Problem B: Nuts for nuts..
So as Ryan and Larry decided that they don't really taste so good, they
realized that there are some nuts located in certain places
of the island.. and they love them! Since they're lazy, but greedy,
they want to know the shortest tour that they can use to gather
every single nut!Can you help them?
Input
You'll be given x, and y, both less than 20, followed by x lines of y characters each as a map of the area, consisting sorely of ".", "#", and "L". Larry and Ryan are currently located in "L", and the nuts are represented by "#". They can travel in all 8 adjacent direction in one step. See below for an example. There will be at most 15 places where there are nuts, and "L" will only appear once.Output
On each line, output the minimum amount of steps starting from "L", gather all the nuts, and back to "L".Sample Input
5 5 L.... #.... #.... ..... #.... 5 5 L.... #.... #.... ..... #....
Sample Output
8 8
TSP 問題
#include <stdio.h>
#include <stdlib.h>
#include <string.h>
#define oo 32767
#define min(x, y) ((x) < (y) ? (x) : (y))

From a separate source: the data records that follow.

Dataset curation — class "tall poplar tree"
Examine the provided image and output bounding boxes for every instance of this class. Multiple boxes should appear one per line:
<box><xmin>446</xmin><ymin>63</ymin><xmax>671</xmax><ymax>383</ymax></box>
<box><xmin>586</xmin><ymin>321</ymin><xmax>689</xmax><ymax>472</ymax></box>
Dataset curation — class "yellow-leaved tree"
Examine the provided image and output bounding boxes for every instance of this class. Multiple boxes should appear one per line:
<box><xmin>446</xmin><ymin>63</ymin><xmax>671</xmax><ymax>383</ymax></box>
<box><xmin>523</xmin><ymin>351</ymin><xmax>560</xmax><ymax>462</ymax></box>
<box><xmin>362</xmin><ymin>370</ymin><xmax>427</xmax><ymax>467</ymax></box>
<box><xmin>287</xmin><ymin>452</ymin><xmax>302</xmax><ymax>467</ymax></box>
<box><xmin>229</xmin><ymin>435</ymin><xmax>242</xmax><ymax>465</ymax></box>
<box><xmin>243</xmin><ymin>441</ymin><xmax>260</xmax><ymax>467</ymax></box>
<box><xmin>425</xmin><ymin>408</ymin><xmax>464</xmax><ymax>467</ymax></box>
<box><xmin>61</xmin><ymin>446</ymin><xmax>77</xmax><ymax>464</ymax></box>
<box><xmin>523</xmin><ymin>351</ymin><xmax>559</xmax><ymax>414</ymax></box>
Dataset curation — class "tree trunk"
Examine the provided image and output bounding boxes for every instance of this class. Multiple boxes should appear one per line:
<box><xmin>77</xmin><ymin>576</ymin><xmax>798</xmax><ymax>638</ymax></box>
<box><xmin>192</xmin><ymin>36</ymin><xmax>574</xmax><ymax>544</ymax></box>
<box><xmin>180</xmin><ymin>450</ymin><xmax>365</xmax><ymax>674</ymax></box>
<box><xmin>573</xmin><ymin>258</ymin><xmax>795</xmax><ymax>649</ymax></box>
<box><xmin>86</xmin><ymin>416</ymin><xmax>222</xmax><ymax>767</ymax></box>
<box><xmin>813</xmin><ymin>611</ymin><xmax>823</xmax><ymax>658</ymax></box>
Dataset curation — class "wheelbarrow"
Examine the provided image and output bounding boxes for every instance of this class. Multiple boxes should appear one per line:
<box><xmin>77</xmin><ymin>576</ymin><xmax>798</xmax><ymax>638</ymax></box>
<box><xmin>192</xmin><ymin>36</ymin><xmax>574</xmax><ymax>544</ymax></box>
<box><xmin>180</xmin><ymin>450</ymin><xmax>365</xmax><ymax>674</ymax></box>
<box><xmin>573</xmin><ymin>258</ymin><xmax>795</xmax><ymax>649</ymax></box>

int g[20][20], dp[1<<18][18], t2[1<<18];
void tsp(int state, int last) {
if(dp[state][last] != oo) return;
int i, j, tmp;
dp[state][last]--;
for(i = state; i; i -= j) {
j = i&(-i);
tsp(state-j, t2[j]);
tmp = dp[state-j][t2[j]]+g[t2[j]][last];
dp[state][last] = min(dp[state][last], tmp);
}
}
int main() {
int n, m, i, j, k, x[20], y[20];
char s[30];
for(i = 0; i < 18; i++) t2[1<<i] = i;
while(scanf("%d %d", &n, &m) == 2) {
int nut = 1;
for(i = 0; i < n; i++) {
scanf("%s", s);
for(j = 0; s[j]; j++) {
if(s[j] == '#')
x[nut] = i, y[nut++] = j;
if(s[j] == 'L')
x[0] = i, y[0] = j;
}
}
for(i = 0; i < nut; i++) {
for(j = 0; j < nut; j++) {
for(k = 0; ; k++)
if(x[i]+k >= x[j] && x[i]-k <= x[j] &&
y[i]+k >= y[j] && y[i]-k <= y[j]) {
g[i][j] = k;
break;
}
}
}
for(i = 1<<nut; i >= 0; i--)
for(j = 0; j < nut; j++)
dp[i][j] = oo;
dp[0][0] = 0;
tsp((1<<nut)-1, 0);
printf("%d\n", dp[(1<<nut)-1][0]);
}
return 0;
}